Without cement, we will have no concrete, and construction will have to change radically largely shifting from new-build to retrofit and adaption. Countries responsible for around 70% of the world's GDP have now committed to zero emissions targets by 2050 or 2060, so the problem of cement emissions is both large and urgent.

This proposal explores the world's first process that could produce Portland cement with no emissions. The investigators noticed that the lime-flux used in today's electric steel-recycling furnaces has almost the same chemical composition as that of old cement paste - the material that is left when old concrete is crushed, and sand and aggregate is removed. In preliminary trials, using the small electric arc furnace of the Material Processing Institute, we replaced the conventional flux with used cement. We separated the hot liquid slag that floats on the surface of molten steel during recycling and cooled it to form a powder which we then mixed with gypsum and cast into small cement samples. Analysis of our tiny pilot study cement samples showed that they were very similar to conventional Portland cement. This points to the exciting possibility that we could make cement as a by-product of steel recycling, which could be powered by non-emitting electricity - therefore giving us both zero emissions steel and zero emissions cement.

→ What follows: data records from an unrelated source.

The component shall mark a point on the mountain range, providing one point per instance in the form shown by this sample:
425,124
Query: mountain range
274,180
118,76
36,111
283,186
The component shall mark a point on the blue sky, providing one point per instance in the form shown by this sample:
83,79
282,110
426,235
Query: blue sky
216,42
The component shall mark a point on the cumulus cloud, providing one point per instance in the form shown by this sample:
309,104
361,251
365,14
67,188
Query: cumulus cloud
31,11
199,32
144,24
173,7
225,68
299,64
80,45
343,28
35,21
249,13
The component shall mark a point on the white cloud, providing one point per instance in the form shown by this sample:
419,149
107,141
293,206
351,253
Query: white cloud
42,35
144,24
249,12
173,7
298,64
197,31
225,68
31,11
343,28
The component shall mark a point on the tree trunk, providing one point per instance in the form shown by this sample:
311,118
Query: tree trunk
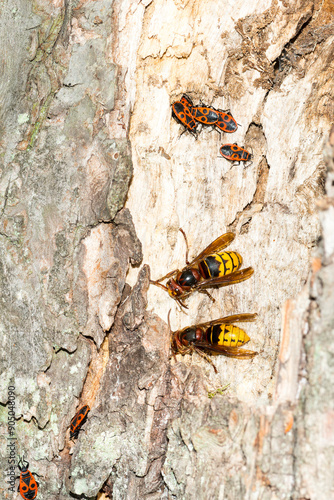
97,178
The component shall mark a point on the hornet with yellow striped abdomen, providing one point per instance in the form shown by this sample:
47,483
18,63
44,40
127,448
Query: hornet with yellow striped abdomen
218,336
211,268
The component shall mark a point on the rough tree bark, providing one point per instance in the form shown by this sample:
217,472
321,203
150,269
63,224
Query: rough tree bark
97,178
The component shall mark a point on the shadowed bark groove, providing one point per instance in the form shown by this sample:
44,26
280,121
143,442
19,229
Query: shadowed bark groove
96,177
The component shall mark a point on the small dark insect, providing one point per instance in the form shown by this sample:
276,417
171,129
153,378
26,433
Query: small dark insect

This proposal aims to explore the science around this discovery. We need to find out how the composition of old cement varies, and how this variation affects our new product. We need to explore what effect our new process has on conventional steel recycling - does it change the composition of the steel, does it damage the furnace lining, and how does the type of steel being recycled affect our new cement? And we need to find out more about the properties of our new cement: how durable is it, how quickly does it reach full strength, and so on.

If this new process is as good as we hope, we will want to develop it rapidly to commercial scale, and the technique for making it could become a major UK export. The final component of our proposal is therefore to develop a "roadmap" for taking the idea from lab-scale trials to full deployment. We will explore this question with a consortium of partners, a science advisory panel, and with outward facing partners who could help us champion the new approach.